- Born: 20 April 1946 Ballingry, Fife, Scotland
- Died: 14 April 2017 (aged 70) Perth, Scotland

= Aggie Moffat =

St Johnstone tea lady

Agnes Moffat (20 April 1946 – 14 April 2017) was a Scottish woman became renowned for her near thirty-year service to Scottish football club St Johnstone as its tea lady, notably a feud she had with Rangers manager Graeme Souness.

== Early life ==
Moffat was born in Ballingry, Fife, on April 20, 1946.

== Career at St Johnstone ==
Moffat began working for St Johnstone, then based at Muirton Park, in 1980. Her duties included managing laundry, cleaning dressing rooms and preparing meals for players and staff. "[She] was like a gran to all the players at St Johnstone," wrote former Saints striker Kevin Twaddle in his autobiography. "She looked after us all and did everything at the club, from the strips to getting everything sorted behind the scenes."
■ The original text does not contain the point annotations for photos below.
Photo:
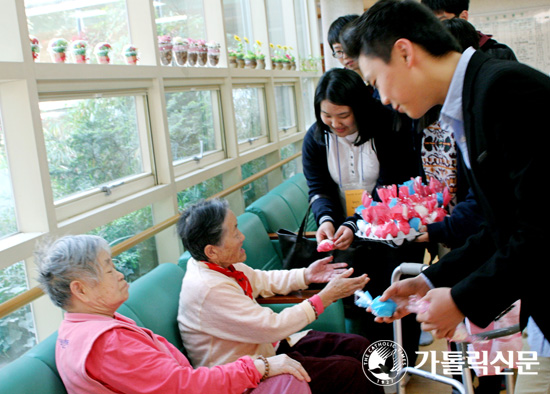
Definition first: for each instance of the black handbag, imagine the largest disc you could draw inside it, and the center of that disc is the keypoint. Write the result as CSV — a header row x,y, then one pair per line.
x,y
299,251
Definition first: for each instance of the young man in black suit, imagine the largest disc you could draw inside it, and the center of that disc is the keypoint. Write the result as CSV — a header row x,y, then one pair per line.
x,y
497,111
449,9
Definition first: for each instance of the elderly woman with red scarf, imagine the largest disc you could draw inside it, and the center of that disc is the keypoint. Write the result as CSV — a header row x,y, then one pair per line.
x,y
220,320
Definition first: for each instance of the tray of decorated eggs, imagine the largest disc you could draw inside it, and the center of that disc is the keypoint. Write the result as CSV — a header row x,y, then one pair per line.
x,y
402,212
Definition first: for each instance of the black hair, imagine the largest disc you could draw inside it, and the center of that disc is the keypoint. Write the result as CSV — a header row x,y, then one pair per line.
x,y
345,87
464,32
451,6
200,225
375,32
337,26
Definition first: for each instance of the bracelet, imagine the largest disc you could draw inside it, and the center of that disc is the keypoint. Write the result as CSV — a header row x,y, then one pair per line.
x,y
266,363
314,309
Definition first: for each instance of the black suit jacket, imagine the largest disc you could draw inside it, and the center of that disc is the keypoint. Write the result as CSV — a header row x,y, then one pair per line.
x,y
505,106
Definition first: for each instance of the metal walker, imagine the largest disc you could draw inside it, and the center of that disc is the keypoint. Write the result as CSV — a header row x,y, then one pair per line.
x,y
466,387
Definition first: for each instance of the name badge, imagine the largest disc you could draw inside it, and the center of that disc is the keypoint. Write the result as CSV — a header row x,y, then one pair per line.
x,y
353,200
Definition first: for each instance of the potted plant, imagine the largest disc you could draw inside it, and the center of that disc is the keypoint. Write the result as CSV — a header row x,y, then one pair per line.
x,y
57,48
180,49
102,51
78,49
250,59
213,53
35,47
260,57
165,49
232,58
202,52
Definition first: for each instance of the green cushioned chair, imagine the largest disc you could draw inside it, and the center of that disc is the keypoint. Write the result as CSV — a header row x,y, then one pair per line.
x,y
33,372
274,212
301,181
294,197
154,302
260,251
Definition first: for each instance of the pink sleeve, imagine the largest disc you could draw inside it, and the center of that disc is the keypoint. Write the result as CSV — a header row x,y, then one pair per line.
x,y
124,361
317,303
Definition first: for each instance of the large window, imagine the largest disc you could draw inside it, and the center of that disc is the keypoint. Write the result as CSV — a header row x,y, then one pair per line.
x,y
140,259
308,97
285,99
194,122
93,142
17,330
259,187
8,223
93,21
250,116
238,20
200,191
180,18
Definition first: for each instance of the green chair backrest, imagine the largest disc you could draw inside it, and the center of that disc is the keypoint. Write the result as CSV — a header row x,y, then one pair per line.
x,y
274,213
260,252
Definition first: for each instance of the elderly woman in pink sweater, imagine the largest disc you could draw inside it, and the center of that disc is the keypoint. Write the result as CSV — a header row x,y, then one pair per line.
x,y
220,320
100,351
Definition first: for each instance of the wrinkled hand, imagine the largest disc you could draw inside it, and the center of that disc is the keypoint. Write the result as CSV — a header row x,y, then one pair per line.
x,y
283,364
325,231
321,271
400,293
342,286
442,315
423,238
343,238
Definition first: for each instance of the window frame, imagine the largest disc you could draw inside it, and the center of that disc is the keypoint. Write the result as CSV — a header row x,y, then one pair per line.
x,y
184,166
85,201
264,137
287,132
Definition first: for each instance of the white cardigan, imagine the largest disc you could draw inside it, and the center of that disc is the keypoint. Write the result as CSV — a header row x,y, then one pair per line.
x,y
219,323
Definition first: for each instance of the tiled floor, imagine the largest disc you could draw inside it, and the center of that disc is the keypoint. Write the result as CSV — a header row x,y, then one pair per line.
x,y
419,385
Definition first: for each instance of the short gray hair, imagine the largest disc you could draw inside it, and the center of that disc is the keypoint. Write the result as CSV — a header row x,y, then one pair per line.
x,y
73,257
201,224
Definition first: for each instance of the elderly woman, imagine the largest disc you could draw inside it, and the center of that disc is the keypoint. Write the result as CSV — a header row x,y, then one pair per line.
x,y
101,351
220,320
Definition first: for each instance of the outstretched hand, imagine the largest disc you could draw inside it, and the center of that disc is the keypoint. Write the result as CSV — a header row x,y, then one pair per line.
x,y
342,285
325,231
400,292
282,364
322,271
343,238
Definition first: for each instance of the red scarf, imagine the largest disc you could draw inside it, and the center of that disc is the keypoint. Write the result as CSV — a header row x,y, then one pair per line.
x,y
239,276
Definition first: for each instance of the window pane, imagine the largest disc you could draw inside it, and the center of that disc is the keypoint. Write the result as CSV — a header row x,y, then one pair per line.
x,y
259,187
275,24
291,168
17,330
286,107
180,18
249,113
302,29
308,94
237,18
200,191
94,21
191,121
140,259
90,142
8,223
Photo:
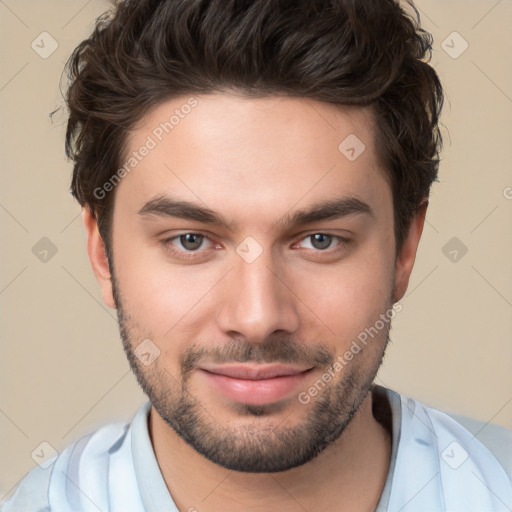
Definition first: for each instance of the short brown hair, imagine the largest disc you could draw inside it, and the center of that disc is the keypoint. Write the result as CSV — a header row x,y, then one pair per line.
x,y
345,52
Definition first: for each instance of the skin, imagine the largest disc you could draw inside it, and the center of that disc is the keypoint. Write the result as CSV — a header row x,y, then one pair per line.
x,y
254,161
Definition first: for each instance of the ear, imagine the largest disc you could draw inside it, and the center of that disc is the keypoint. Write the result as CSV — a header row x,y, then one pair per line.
x,y
98,257
407,253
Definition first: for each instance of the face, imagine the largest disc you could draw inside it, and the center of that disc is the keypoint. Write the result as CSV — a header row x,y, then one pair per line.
x,y
250,251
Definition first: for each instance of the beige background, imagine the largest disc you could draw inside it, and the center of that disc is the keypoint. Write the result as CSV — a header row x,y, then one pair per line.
x,y
63,371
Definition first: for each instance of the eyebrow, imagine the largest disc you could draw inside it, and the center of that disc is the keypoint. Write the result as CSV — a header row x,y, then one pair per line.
x,y
165,206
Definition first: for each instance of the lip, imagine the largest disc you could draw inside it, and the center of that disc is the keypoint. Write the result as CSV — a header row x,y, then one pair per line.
x,y
255,384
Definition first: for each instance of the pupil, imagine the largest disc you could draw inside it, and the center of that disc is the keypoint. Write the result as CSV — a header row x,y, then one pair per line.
x,y
191,241
321,241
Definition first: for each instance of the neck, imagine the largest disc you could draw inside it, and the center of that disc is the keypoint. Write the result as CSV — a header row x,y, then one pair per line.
x,y
348,475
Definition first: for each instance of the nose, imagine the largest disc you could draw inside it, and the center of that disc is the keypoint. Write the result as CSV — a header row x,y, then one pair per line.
x,y
257,301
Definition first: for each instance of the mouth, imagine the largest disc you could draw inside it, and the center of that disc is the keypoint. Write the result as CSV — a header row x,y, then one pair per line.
x,y
255,384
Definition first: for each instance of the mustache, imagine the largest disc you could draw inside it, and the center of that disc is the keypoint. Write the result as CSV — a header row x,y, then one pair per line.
x,y
275,350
=== Graham Souness incident ===
Moffat gained public attention in 1991 for a confrontation with Rangers manager Graeme Souness following a 1–1 draw at Muirton Park. During the incident, Souness allegedly threw a jug belonging to Moffat, prompting a direct exchange between the two in front of club executives. The altercation, referred to as "The Storm in a Teacup," became part of Scottish football folklore. In later interviews, including one published in The Scotsman in 2001, Moffat expressed strong opinions about the manager. Souness himself acknowledged that the encounter contributed to his decision to leave Scottish football.

In 2000, Moffat was approached to appear in the football drama A Shot at Glory starring Robert Duvall and Ally McCoist. She declined the opportunity, suggesting that Elizabeth Hurley could take the role instead.

== Personal life and death ==
Moffat was married to Bob.

Moffat retired in 2007. She died in Perth on 14 April 2017, aged 70. Her death was met with tributes from players, staff and fans.